Characterization of a panARS-based episomal vector in the methylotrophic yeast Pichia pastoris for recombinant protein production and synthetic biology applications.

BACKGROUND

production of recombinant proteins in the methylotrophic yeast Pichia pastoris largely depends on integrative vector. Although the stability of the integrated expression cassette was well rewarded for most applications, the availability of reliable episomal vector to host this would represent a useful tool to accelerate cloning and high-throughput screening, ameliorating also relatively high clonal variability reported in the transformants of integrative vector caused by the integration of off- targets in P. pastoris genome. Hamster Recombinant Proteins

More recently, heterologous and endogenous autonomously replicating sequences (ARS) have been identified in P. pastoris by genome mining, opening up the possibility of expanding the toolbox is available for efficient episomal plasmid insert. The purpose of this technical report is to validate the 452-bp sequence ( "panARS") in the context of P. pastoris expression vector, and to compare their performance to the classical integrative plasmid. In addition, we aimed to test whether episomal vectors such as would be suitable to sustain in vivo recombination, using fragments for transformation, directly in P. pastoris cells.

RESULTS

A vector-based episomal panARS evaluated using a blue fluorescent protein (BFP) as a reporter gene. Normalized fluorescence of colonies carry-BFP panARS surpass the level of the signals obtained from the control integrated by several-fold, while the endogenous sequence, identified from P. pastoris genome, inefficient in terms of protein production.

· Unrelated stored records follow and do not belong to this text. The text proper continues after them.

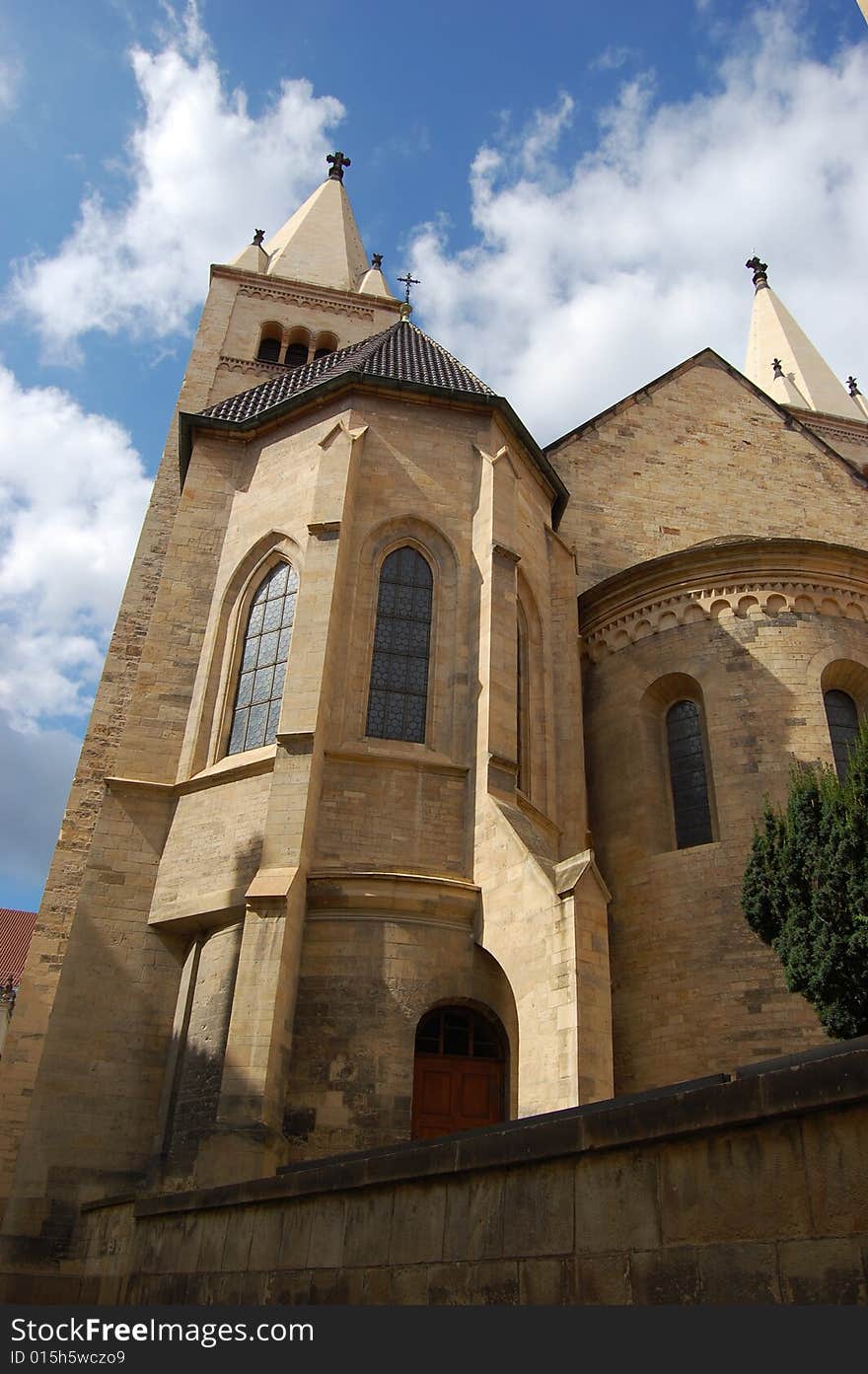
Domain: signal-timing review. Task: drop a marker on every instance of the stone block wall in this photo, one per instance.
(728, 1191)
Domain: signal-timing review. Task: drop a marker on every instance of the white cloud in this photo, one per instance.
(581, 289)
(72, 499)
(31, 810)
(205, 174)
(10, 86)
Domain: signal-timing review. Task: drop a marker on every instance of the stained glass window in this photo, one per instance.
(399, 665)
(262, 668)
(687, 775)
(521, 703)
(842, 719)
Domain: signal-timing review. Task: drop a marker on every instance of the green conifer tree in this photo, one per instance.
(805, 889)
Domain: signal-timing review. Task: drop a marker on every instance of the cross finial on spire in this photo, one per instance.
(336, 164)
(409, 280)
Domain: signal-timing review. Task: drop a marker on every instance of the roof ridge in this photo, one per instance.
(445, 350)
(406, 357)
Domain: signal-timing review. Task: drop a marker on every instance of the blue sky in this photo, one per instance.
(576, 185)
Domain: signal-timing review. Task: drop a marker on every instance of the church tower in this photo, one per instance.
(325, 880)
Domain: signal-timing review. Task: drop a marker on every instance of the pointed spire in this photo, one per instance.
(800, 375)
(321, 244)
(253, 258)
(374, 282)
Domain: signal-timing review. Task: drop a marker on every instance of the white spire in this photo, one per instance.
(321, 244)
(783, 362)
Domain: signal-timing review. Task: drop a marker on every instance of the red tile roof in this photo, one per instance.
(16, 930)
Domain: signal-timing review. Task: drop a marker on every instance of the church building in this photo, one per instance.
(424, 762)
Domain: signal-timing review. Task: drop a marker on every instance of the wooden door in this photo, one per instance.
(455, 1094)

 At the level of single cells, clones panARS-BFP Mouse Recombinant Proteins showed lower variability but variations interclonal intraclonal higher than their integrated counterparts, supporting the idea that the production of heterologous proteins can benefit from episomal plasmid. Finally, the efficiency of 2-fragment and a 3-fragment in vivo recombination was tested with various lengths of overlapping regions and the molar ratio between the fragments. 

After optimization, minimal background vector obtained for in vivo assembly, show this could be a quick and efficient method to generate attractive episomal plasmid.

CONCLUSION

An expression vector based on the order panARS proven to outperform peers in terms of productivity integrative and variability interclonal protein, facilitating the expression of recombinant proteins and filtering. 

Using optimized fragment length and ratio, it is possible to perform a reliable in vivo recombination of fragments in P. pastoris. Taken together, these results support the application of panARS episomal vectors for synthetic biology approaches.